The errors essentially measure the random deviation or random noise that the observation makes from the ‘true’ model.
Note that The model is linear in the parameters \(\beta_0,\dots,\beta_p\). This means we cannot have a model with \(\beta_1^2\), or \(\beta_k^q\) or the like. However, it is fine to have the covariates \(x_k^2\), \(x_k^3\) or any transformation of them.
In order to proceed with either inference or prediction, we need to estimate the model. This means estimating the unknown values of the parameters (collectively called \(\theta\)) of the model, which are
\[\theta = \{\beta_0,\beta_1,\dots,\beta_p,\sigma^2 \}.\]
There are several methods available for estimating the linear regression model. Among them is the least squares method. Essentially, the line that fits the best through all the data points should have the smallest total error.
Let \(\hat{\boldsymbol\beta}\) be an estimate of \(\boldsymbol\beta\). Note that we use hats to represent estimates of coefficients/parameters. Consider the sum of the squared errors
\[ \begin{aligned} \sum_{i=1}^n \epsilon_i^2 &= \sum_{i=1}^n (y_i - \beta_0 + \beta_1 x_{i1} - \cdots - \beta_p x_{ip})^2 \\ &= \Vert \mathbf y - \mathbf X \boldsymbol\beta \Vert^2 \end{aligned} \]
By definition, the least squares estimator (LSE) for \(\boldsymbol\beta\) minimises the sum of squared errors, i.e.
\[ \hat{\boldsymbol\beta} = \arg\min \Vert \mathbf y - \mathbf X \boldsymbol\beta \Vert^2 \]
To solve for \(\boldsymbol\beta\), consider
\[\begin{aligned} \Vert \mathbf y - \mathbf X \boldsymbol\beta \Vert^2 &= \Vert \mathbf y - \mathbf X \hat{\boldsymbol\beta} + \mathbf X \hat{\boldsymbol\beta} - \mathbf X \boldsymbol\beta \Vert^2 \\ &= \Vert \mathbf y - \mathbf X \hat{\boldsymbol\beta} \Vert^2 + \Vert \mathbf X (\hat{\boldsymbol\beta} - \boldsymbol\beta) \Vert^2 + 2(\hat{\boldsymbol\beta} - \boldsymbol\beta)^\top\mathbf X^\top (\mathbf y - \mathbf X \hat{\boldsymbol\beta} ) \\ \end{aligned}\]
Now if we choose \(\boldsymbol\beta\) such that \[\mathbf X^\top (\mathbf y - \mathbf X \hat{\boldsymbol\beta} )\] then we have
\[\begin{aligned} \Vert \mathbf y - \mathbf X \boldsymbol\beta \Vert^2 &= \Vert \mathbf y - \mathbf X \hat{\boldsymbol\beta} \Vert^2 + \Vert \mathbf X (\hat{\boldsymbol\beta} - \boldsymbol\beta) \Vert^2 \\ &\geq \Vert \mathbf y - \mathbf X \hat{\boldsymbol\beta} \Vert^2 \end{aligned}\]
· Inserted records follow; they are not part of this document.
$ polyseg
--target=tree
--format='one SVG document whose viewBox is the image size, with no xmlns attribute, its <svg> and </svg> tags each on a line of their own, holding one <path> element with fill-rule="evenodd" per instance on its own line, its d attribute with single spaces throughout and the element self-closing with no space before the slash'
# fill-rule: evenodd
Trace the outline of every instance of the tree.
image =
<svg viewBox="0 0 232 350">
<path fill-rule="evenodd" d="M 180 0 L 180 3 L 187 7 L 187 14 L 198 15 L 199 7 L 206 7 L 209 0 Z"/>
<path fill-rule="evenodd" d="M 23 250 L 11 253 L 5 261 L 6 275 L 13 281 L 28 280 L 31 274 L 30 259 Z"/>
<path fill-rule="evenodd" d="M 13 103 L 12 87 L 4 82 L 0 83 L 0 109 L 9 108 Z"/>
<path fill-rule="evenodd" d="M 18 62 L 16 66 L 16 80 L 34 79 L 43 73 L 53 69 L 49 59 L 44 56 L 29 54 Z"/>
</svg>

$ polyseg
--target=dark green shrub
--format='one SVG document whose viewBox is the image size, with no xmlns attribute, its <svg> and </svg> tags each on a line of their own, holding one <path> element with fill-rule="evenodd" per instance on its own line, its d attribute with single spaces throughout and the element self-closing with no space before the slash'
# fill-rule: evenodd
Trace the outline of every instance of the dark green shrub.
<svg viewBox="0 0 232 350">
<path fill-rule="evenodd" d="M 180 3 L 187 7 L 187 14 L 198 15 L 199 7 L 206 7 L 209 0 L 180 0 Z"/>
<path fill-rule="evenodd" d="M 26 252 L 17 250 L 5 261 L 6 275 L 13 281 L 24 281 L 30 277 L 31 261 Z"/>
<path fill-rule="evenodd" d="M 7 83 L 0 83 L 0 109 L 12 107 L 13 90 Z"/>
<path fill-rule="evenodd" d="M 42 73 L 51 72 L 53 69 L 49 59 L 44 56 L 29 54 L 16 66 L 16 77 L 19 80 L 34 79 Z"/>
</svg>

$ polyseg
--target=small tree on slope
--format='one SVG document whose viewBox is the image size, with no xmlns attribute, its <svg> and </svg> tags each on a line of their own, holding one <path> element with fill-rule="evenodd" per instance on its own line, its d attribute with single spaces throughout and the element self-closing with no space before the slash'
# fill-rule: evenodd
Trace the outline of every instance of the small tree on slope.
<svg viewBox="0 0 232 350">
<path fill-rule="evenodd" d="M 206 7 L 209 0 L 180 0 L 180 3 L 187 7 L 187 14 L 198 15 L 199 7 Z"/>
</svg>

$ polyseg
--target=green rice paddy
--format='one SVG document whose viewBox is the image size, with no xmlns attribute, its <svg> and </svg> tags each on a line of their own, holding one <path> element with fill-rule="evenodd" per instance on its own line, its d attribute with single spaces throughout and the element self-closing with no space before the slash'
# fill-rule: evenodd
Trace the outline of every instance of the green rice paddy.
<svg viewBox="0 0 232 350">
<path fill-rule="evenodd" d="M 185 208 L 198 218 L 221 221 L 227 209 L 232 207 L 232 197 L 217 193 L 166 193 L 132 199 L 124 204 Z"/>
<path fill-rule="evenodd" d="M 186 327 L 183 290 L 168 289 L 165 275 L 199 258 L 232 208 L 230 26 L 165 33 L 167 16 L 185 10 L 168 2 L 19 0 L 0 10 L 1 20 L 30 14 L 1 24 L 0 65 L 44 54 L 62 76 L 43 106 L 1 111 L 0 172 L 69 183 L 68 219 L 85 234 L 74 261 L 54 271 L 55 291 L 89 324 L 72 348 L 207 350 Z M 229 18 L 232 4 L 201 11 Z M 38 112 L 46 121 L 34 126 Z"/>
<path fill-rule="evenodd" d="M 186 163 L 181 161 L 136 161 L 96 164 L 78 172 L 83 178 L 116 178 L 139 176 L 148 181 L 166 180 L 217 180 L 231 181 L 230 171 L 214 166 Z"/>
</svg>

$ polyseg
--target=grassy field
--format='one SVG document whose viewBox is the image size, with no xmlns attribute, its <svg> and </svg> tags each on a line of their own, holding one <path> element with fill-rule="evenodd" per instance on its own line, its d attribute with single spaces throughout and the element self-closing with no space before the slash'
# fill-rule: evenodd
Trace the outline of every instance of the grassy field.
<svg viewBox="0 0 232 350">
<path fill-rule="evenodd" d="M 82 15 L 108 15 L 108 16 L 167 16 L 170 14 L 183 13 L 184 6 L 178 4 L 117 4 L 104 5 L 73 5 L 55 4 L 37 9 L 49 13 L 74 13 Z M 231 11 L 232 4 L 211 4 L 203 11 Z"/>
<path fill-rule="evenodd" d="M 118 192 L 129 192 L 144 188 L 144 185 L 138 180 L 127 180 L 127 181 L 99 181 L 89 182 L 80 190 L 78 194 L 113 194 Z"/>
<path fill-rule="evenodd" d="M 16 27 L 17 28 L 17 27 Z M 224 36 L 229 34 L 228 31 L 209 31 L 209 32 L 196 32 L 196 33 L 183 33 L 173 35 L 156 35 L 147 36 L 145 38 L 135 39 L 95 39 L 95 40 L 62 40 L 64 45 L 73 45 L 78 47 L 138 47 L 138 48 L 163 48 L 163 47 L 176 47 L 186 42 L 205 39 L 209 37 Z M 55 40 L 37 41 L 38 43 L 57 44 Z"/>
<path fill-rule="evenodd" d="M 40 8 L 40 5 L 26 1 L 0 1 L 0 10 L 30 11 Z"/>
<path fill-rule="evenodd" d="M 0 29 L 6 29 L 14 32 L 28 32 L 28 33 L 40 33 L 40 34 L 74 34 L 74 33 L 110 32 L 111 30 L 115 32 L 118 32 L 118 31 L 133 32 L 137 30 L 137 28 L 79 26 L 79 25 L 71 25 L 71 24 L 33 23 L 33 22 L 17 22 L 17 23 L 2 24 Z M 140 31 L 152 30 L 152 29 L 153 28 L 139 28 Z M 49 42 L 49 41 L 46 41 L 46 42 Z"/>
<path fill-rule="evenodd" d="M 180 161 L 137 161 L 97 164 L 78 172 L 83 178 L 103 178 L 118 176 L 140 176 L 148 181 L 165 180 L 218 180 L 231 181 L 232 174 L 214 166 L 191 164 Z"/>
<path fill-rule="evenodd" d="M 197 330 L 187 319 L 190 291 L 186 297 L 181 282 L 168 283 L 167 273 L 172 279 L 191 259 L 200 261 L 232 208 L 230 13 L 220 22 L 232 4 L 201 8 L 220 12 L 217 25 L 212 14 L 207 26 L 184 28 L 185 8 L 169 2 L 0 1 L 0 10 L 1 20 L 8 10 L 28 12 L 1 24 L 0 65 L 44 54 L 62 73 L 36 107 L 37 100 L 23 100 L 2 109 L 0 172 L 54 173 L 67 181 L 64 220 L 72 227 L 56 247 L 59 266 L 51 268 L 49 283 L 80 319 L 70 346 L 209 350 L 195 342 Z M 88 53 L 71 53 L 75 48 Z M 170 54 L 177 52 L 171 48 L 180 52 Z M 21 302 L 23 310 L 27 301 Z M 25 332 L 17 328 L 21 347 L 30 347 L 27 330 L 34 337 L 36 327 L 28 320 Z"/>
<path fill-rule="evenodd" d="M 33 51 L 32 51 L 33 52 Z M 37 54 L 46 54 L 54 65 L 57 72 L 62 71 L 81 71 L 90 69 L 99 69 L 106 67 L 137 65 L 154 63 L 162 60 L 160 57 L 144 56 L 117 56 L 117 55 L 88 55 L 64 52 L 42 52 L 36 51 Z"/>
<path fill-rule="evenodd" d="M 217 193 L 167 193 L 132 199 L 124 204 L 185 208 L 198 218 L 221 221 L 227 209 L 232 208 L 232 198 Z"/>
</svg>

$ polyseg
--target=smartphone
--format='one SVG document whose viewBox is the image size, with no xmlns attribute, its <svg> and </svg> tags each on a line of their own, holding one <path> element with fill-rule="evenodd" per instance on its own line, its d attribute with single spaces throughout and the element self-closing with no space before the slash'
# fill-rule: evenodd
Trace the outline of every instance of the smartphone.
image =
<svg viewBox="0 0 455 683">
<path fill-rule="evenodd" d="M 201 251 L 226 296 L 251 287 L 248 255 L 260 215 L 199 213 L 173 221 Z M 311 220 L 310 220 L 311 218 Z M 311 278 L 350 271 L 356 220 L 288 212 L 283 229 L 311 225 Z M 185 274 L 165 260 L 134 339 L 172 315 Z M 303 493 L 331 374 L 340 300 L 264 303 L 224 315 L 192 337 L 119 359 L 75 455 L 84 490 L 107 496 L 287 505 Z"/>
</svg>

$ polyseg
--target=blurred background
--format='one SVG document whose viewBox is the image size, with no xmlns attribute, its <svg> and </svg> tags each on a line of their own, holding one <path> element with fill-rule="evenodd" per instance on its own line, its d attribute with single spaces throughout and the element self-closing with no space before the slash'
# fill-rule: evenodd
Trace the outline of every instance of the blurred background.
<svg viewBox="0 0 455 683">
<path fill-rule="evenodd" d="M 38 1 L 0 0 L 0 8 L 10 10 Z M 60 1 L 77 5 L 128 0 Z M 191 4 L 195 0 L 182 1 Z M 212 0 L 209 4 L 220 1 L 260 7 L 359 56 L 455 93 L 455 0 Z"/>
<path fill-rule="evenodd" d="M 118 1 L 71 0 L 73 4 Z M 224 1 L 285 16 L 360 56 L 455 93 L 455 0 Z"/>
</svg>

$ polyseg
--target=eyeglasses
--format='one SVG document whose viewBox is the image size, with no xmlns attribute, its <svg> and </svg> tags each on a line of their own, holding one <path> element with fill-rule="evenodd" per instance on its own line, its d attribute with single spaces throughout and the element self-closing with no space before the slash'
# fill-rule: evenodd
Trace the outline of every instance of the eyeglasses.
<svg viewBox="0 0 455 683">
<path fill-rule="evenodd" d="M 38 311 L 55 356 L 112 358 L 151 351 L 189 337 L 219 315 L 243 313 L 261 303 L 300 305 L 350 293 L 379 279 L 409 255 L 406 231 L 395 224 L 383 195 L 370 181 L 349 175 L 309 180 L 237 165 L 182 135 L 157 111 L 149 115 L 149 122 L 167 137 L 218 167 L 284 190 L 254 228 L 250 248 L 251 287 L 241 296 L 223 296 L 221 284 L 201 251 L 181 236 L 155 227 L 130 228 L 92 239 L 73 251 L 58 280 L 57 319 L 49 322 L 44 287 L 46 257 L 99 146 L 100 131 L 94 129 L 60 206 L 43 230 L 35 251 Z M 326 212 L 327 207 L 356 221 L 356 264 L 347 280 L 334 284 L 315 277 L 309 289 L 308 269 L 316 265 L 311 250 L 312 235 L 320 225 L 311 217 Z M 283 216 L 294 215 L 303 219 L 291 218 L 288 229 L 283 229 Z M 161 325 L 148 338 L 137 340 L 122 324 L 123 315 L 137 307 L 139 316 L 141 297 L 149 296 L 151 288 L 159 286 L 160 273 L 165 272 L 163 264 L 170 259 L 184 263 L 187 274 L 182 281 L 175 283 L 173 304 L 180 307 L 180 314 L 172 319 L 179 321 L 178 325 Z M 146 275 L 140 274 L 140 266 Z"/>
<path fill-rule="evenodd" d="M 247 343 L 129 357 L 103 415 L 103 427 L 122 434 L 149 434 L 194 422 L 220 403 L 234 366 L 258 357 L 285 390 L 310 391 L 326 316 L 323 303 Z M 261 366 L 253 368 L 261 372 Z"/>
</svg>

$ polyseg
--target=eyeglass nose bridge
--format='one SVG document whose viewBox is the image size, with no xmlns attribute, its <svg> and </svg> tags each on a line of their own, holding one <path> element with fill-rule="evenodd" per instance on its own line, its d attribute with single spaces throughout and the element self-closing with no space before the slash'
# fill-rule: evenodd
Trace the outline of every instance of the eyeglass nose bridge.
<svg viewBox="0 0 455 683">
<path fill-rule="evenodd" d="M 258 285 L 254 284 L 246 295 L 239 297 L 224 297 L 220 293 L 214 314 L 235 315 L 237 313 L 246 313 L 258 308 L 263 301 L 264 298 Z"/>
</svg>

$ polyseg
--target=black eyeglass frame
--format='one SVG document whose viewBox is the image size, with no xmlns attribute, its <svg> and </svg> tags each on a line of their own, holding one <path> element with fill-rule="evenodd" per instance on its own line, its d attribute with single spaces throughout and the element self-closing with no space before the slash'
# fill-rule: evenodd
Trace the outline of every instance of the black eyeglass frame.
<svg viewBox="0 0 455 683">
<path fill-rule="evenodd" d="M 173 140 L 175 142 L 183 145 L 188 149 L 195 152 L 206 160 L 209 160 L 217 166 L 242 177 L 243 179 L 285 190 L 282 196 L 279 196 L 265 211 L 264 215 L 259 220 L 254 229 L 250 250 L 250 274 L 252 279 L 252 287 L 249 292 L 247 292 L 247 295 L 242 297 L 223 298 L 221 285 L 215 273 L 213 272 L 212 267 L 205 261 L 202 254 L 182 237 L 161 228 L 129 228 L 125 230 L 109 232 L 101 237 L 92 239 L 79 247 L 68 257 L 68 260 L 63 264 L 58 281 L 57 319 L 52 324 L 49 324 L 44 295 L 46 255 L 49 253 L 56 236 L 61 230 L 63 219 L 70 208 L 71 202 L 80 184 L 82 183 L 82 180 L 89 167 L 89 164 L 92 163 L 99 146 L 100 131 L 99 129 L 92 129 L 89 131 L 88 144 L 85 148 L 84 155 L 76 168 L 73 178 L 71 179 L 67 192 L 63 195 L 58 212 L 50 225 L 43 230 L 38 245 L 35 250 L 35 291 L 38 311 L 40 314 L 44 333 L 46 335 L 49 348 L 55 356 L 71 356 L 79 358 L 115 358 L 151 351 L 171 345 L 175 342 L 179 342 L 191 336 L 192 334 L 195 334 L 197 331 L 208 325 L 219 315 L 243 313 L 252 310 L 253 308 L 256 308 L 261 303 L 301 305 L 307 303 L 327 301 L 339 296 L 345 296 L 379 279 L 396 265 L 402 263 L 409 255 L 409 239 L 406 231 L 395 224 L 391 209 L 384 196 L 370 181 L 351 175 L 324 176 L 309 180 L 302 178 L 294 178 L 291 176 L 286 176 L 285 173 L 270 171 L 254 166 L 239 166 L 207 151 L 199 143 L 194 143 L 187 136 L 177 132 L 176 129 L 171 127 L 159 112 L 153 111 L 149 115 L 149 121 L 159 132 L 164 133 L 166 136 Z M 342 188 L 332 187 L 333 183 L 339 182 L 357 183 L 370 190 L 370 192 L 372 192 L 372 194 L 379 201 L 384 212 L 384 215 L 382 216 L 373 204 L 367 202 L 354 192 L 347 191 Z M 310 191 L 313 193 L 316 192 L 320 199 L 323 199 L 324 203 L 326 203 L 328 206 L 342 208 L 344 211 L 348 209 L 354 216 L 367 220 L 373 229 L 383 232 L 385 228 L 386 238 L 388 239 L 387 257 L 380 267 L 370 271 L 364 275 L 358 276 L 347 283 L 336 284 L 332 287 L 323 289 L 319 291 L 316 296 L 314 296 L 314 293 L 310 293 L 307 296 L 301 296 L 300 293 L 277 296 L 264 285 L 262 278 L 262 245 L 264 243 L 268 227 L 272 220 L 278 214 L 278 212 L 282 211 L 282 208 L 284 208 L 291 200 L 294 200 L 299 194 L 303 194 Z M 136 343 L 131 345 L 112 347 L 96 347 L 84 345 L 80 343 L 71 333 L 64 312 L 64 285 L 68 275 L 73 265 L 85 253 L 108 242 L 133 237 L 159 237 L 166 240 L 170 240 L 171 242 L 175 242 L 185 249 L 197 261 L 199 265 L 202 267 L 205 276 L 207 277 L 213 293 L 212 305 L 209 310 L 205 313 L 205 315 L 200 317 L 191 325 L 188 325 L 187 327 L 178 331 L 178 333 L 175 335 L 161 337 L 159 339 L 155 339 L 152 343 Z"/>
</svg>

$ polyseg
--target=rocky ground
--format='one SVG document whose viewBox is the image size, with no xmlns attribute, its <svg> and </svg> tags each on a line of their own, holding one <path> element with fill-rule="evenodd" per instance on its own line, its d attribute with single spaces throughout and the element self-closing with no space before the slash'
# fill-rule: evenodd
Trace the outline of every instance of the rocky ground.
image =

for any \(\boldsymbol\beta\), which satisfies the least squares condition. Therefore, the LSE for \(\boldsymbol\beta\) must satisfy
\[\begin{aligned} \mathbf X^\top (\mathbf y - \mathbf X \hat{\boldsymbol\beta} ) &= 0 \\ \mathbf X^\top\mathbf y - \mathbf X^\top\mathbf X \hat{\boldsymbol\beta} &= 0 \\ \mathbf X^\top\mathbf X \hat{\boldsymbol\beta} &= \mathbf X^\top\mathbf y\\ \hat{\boldsymbol\beta} &= (\mathbf X^\top\mathbf X )^{-1} \mathbf X^\top\mathbf y \end{aligned}\]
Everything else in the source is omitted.